Possiamo bere l’acqua del mare senza sale grazie all’energia solare
Ricercatori della Rice University di Houston (Stati Uniti) hanno sviluppato un dispositivo in grado di trasformare l'acqua salata in acqua potabile sfruttando la sola energia solare. L'avveniristico dissalatore, chiamato NESMD, acronimo di nanophotonics-enabled solar membrane distillation, potrebbe rappresentare una vera e propria rivoluzione per questa tipologia di impianti, tenendo presente che ancora oggi oltre un miliardo di persone non ha accesso diretto all'acqua dolce. Senza dimenticare i fenomeni di siccità che a causa del riscaldamento globale sono sempre più diffusi, anche in Italia.
Il problema principale dei dissalatori tradizionali, che sono ben 18mila in 150 Paesi, risiede nel fatto che hanno un fabbisogno energetico particolarmente elevato. Esso è legato al processo di ebollizione dell'acqua salata per ottenere il vapore acqueo, che viene raccolto e indirizzato verso un condensatore. In impianti di questo tipo metà dei costi è proprio legato all'energia necessaria per mantenerli. Negli ultimi anni si stanno sperimentando dissalatori diversi con membrane semipermeabili che permettono la separazione dell'acqua salata da quella dolce, e sebbene presentino problemi di efficienza e ingombro, proprio da prototipi come questi sono partiti i ricercatori dell'ateneo americano, coordinati dalla dottoressa Naomi Halas.
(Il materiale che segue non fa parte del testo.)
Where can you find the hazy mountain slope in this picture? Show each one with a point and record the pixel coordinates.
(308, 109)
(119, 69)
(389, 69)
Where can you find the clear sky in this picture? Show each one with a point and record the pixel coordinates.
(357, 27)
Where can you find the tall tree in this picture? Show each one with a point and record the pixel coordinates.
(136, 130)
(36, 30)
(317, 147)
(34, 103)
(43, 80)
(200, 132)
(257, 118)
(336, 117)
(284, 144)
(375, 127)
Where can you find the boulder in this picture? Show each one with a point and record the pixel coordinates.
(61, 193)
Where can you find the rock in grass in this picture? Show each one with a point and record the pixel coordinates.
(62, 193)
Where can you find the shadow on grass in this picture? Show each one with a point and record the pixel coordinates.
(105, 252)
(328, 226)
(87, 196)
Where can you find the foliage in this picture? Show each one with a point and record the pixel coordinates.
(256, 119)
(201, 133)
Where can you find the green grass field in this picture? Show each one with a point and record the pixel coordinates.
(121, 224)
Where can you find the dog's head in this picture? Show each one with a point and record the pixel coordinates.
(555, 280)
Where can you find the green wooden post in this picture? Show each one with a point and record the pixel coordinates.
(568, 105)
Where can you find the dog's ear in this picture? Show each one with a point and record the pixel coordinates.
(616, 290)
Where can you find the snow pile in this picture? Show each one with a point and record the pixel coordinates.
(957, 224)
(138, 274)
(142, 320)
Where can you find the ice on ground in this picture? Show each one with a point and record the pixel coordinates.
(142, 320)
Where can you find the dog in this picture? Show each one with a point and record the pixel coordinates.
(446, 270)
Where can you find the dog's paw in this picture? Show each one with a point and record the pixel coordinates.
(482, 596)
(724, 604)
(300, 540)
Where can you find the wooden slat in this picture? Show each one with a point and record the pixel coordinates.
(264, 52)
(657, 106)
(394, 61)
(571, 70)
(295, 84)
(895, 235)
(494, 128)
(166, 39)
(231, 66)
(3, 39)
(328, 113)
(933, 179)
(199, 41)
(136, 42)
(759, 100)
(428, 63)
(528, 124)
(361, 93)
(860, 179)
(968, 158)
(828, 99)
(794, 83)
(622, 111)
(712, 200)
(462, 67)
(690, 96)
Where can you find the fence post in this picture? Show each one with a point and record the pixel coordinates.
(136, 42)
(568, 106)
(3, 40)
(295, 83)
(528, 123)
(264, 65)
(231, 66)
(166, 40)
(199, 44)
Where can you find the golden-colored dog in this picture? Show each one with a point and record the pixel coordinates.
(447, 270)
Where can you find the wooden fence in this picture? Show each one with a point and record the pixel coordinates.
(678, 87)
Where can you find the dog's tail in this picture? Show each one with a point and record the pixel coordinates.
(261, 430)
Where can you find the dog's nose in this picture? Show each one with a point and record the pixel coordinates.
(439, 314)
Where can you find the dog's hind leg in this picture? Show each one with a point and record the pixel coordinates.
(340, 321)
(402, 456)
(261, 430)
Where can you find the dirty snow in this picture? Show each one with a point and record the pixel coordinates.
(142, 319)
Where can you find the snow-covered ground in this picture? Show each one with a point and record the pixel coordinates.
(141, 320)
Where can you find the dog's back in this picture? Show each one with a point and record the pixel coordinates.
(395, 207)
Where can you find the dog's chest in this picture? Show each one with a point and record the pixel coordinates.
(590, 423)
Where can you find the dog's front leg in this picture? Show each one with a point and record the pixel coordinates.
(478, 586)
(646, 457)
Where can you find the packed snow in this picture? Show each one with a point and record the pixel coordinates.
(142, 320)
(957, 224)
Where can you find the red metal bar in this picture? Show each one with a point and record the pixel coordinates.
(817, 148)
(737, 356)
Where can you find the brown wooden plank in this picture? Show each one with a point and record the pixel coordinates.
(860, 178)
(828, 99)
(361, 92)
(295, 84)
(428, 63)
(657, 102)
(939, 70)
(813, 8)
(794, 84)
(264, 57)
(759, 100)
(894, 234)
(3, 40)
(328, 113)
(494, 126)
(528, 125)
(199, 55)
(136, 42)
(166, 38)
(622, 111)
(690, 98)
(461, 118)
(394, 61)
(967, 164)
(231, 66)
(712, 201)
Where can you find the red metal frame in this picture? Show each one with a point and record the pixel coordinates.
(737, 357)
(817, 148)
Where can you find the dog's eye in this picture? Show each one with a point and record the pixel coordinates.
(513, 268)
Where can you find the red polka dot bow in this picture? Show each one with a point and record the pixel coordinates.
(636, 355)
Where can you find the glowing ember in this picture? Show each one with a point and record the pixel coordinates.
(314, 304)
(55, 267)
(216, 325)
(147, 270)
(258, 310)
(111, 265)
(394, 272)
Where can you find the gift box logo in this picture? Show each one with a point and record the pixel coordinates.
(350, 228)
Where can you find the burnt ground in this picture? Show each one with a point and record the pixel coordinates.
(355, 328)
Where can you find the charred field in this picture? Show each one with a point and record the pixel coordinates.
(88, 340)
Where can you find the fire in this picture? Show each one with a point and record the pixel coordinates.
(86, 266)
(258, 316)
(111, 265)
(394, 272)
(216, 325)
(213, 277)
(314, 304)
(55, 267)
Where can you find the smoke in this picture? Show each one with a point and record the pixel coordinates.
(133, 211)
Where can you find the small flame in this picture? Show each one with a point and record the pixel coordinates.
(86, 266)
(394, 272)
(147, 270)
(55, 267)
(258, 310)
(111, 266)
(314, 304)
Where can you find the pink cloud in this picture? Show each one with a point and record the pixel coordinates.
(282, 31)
Il segreto del NESMD, sviluppato dagli esperti del Center for Nanotechnology Enabled Water Treatment (NEWT) della Rice University, risiede nella nanotecnologia; la membrana responsabile della separazione, fatta di un polimero poroso, è infatti arricchita con nanoparticelle ingegnerizzate in grado di trasformare l'energia solare in calore. L'efficienza sperimentale del dispositivo è calcolata in 6 litri d'acqua all'ora per ogni metro quadrato di pannello solare, una valore che, spiegano i ricercatori, potrà essere ulteriormente perfezionato e adattato alle singole esigenze, anche quelle domestiche. I dettagli sono stati pubblicati sulla rivista scientifica PNAS.